Franziska Ehgartner: Anders als erwartet. Ich dachte, es wäre steifer.
Was macht Sie zur Weltmeisterin?
Ich habe kleine Fehler gemacht, bin aber ruhig geblieben. Ich habe mein Auftreten behalten und viel gelacht – ich glaube, das war wichtig.
Wieso Restaurant-Service?
Meine Eltern sind Gastronomen, ich habe immer mitgeholfen. Die Arbeit mit den Menschen gefällt mir.
Und was kommt jetzt?
Ich will später ins Ausland, nach Asien oder nach Amerika.
KURIER: Wie war’s?
Manfred Zink: Cool. Ich habe viel gelernt, vor allem das genaue und präzise Arbeiten unter Zeitdruck. Ich habe mir die Top 10 ausgerechnet – Weltmeister hätt’ ich nie vermutet.

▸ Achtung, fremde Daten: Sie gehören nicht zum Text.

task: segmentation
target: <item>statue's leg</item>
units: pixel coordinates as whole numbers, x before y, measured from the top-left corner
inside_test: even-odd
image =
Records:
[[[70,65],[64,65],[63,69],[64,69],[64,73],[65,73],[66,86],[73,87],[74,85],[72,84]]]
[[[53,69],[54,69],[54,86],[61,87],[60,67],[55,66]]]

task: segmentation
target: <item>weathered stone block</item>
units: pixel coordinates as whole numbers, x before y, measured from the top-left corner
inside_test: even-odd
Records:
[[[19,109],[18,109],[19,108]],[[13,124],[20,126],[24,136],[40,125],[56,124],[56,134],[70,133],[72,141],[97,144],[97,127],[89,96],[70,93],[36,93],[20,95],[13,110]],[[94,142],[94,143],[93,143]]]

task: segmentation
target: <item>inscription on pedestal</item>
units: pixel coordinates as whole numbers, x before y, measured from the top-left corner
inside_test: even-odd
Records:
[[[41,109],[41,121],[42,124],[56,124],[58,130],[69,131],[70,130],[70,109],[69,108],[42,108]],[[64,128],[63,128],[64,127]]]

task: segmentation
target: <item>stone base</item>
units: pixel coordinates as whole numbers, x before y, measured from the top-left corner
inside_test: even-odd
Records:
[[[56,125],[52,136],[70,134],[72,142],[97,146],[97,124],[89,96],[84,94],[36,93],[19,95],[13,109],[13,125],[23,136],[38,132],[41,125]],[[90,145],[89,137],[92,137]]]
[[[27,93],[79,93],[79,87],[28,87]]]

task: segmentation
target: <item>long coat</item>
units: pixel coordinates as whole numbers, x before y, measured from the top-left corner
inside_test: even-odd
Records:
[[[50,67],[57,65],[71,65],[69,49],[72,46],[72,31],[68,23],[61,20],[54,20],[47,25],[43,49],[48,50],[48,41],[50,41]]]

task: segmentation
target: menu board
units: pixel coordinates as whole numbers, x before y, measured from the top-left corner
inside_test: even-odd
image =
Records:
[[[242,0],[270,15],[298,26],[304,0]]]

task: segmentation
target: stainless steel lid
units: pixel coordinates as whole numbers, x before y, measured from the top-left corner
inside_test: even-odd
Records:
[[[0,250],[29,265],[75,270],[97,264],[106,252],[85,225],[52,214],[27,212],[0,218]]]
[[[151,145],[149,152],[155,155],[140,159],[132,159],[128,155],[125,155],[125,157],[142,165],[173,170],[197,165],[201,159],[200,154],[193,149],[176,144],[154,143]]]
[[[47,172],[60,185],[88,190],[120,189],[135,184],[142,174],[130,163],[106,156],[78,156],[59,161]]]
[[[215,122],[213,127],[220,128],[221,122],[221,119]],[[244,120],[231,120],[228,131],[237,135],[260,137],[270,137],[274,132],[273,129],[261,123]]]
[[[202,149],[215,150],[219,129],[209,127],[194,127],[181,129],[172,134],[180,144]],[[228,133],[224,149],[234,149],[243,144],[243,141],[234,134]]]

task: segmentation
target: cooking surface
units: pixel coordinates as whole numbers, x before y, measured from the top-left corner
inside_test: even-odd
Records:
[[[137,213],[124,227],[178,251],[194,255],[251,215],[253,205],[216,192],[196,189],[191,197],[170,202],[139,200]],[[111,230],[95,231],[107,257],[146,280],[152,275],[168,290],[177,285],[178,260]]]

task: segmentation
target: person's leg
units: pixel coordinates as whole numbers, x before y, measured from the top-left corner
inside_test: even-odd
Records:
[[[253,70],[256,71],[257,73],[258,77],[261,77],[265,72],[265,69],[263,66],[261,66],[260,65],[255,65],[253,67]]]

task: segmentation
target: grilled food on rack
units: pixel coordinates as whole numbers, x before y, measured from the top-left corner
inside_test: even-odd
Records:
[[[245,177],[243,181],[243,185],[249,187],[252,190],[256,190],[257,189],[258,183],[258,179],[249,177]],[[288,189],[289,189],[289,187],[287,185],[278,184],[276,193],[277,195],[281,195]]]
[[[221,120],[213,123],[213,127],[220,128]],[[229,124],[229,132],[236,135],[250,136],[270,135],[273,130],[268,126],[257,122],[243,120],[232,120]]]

Was macht Sie zum Weltmeister?
Ich bin locker geblieben. Am Anfang war ich schlecht in der Zeit, dann habe ich in vier Stunden gemacht, wofür man normalerweise acht Stunden braucht.
Wieso Tischler?
Weil mein Vater Tischler ist, da ist für mich nichts anderes in Frage gekommen.
In einem Monat beginnt für mich die Meisterschule.
KURIER: Wie war’s?
Michael Haydn: Lang. Und schwierig. Ich habe gelernt, dass man sich auf seinen Zweiten voll verlassen können muss.
Alexander Hiesberger:Es war sehr anstrengend. In der letzten halben Stunde, da ist es um alles gegangen, da sind wir nur noch gelaufen.
Was macht Sie zum Weltmeister?
Hiesberger:Wir kennen uns gut, wir wissen, was der andere kann. Wir arbeiten schon seit sechs Jahren miteinander, das hilft.
Haydn:Wir sind ein Team: Jeder hat seinen Bereich – ich schleppe, er denkt (lacht). Ich hab’ gewusst, dass wir’s drauf haben.
Hiesberger:Weil man bei der Arbeit am Abend genau sieht, was man den ganzen Tag geleistet hat. Wir bauen etwas und das steht dann fünfzig, hundert Jahre da.
Haydn:Ich wollte eine Arbeit an der frischen Luft und wollte auch körperlich gefordert sein. Deshalb habe ich die Doppellehre Maurer und Schalungsbauer begonnen.
Und was kommt jetzt?
Hiesberger:Ich will bald den Werkmeister machen und dann vielleicht einige Zeit ins Ausland gehen.
Haydn:Ich mache die Polier- und Werkmeisterschule, die dauert drei Wintersemester. Und dann schauen wir weiter.